Shagan, who also co-wrote the adapted screenplay for the Richard Gere religious thriller Primal Fear (1996), died Nov. 30 in his sleep at his home in Los Angeles, his family announced.
Save the Tiger (1973), directed by John G. Avildsen, starred Jack Lemmon as Harry Stoner, a disillusioned and desperate executive at an L.A. fashion house. Lemmon was so impressed with Shagan’s first feature script, he worked for union scale ($165 a week) and wound up receiving the only best actor Oscar of his career.
While waiting for the studio to deliver the financing for Save the Tiger, Lemmon prodded Shagan, who also produced the movie, to make a novel out of his screenplay. “I did it just to preserve my sanity,” the writer once recalled.
For his second Oscar nom, Shagan (with David Butler) adapted the 1974 book Voyage of the Damned. His 1976 film, which starred Faye Dunaway and was directed by Stuart Rosenberg, revolved around the plight of 937 German Jews who boarded an ocean liner in 1939 for Cuba in an attempt to flee the Nazis.
Shagan’s screenwriting credits also include Robert Aldrich’s Hustle (1975), starring Burt Reynolds; Arthur Hiller’s Nightwing (1979); Avildsen’s The Formula (1980), with George C. Scott and Marlon Brando; and Michael Cimino’s The Sicilian (1987). And he produced W.W. and the Dixie Dancekings (1975), directed by Avildsen and starring Reynolds again.
Shagan also received an Emmy nom for his screenplay for the 1996 HBO telefilm Gotti, starring Armand Assante.
The son of a Brooklyn pharmacist, Shagan was working as a stagehand on the live CBS series Danger when Rod Serling, a writer on the show, encouraged him to write as well. Shagan moved to Hollywood in the late 1950s and worked as a publicist for John Wayne, and in the 1960s, he produced an NBC Tarzan series, which starred Ron Ely, in addition to four movies that featured the King of the Jungle.
In all, Shagan authored eight novels, including those that served as the basis for the movies Hustle and The Formula.

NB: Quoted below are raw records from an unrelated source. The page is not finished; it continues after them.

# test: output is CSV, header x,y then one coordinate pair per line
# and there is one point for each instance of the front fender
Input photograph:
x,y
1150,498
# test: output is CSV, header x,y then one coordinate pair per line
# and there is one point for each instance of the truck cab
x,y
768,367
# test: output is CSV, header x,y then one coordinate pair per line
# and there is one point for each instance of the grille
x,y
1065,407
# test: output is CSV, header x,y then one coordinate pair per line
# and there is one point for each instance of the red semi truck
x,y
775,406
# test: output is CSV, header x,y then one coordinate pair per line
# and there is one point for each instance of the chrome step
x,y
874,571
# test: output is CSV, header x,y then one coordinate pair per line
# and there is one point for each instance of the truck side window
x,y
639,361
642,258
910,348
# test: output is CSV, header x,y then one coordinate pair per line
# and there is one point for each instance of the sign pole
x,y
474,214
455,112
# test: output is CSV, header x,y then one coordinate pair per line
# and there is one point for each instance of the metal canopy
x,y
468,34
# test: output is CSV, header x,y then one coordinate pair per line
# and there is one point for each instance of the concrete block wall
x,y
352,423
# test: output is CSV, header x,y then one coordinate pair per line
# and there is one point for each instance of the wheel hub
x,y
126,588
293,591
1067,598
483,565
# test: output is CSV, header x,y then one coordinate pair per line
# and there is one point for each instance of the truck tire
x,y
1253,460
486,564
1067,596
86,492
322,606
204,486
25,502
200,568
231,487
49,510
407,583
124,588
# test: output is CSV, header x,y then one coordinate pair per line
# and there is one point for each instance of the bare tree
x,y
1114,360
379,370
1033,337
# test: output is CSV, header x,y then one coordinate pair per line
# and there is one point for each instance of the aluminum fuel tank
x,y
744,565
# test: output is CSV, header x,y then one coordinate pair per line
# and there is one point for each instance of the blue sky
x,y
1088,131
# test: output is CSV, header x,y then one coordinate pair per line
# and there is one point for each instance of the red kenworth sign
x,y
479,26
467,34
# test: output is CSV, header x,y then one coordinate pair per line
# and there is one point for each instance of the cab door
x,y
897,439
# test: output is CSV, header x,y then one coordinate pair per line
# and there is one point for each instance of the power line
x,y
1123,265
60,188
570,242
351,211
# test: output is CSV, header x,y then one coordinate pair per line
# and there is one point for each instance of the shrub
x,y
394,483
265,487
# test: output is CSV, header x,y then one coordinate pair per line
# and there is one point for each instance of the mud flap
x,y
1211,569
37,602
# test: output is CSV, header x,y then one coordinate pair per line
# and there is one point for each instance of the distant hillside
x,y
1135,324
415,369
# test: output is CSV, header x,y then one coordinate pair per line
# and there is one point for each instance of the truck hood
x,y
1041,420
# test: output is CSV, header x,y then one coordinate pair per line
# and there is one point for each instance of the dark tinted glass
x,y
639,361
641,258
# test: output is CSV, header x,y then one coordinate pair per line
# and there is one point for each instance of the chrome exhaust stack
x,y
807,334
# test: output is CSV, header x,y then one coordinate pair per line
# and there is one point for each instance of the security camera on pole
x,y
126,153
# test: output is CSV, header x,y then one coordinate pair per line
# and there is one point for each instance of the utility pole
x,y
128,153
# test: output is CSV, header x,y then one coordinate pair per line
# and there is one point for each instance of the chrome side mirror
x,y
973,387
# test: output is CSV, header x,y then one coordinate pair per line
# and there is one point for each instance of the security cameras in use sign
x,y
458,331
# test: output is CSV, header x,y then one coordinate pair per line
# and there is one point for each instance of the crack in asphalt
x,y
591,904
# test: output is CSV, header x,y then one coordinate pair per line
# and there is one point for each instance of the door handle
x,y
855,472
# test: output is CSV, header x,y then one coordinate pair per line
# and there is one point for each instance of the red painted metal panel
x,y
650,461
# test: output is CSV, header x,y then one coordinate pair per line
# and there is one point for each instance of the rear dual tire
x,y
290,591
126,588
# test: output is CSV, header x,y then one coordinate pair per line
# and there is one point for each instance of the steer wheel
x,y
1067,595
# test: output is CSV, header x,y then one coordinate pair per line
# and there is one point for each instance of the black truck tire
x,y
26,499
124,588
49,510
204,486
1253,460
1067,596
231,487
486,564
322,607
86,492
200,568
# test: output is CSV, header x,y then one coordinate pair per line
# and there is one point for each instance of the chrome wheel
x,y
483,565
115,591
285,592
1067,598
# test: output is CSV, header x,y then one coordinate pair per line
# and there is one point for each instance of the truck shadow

“When you write a novel, there’s nothing between you and the audience,” he said in a 1982 interview. “When you write a film, there’s a whole army between you and the audience. Not that I’ll give it up. I get a tremendous kick out of seeing a character I’ve created up on the screen.”
Survivors include his son Robert. In lieu of flowers, memorial gifts may be made to the World Wildlife Fund.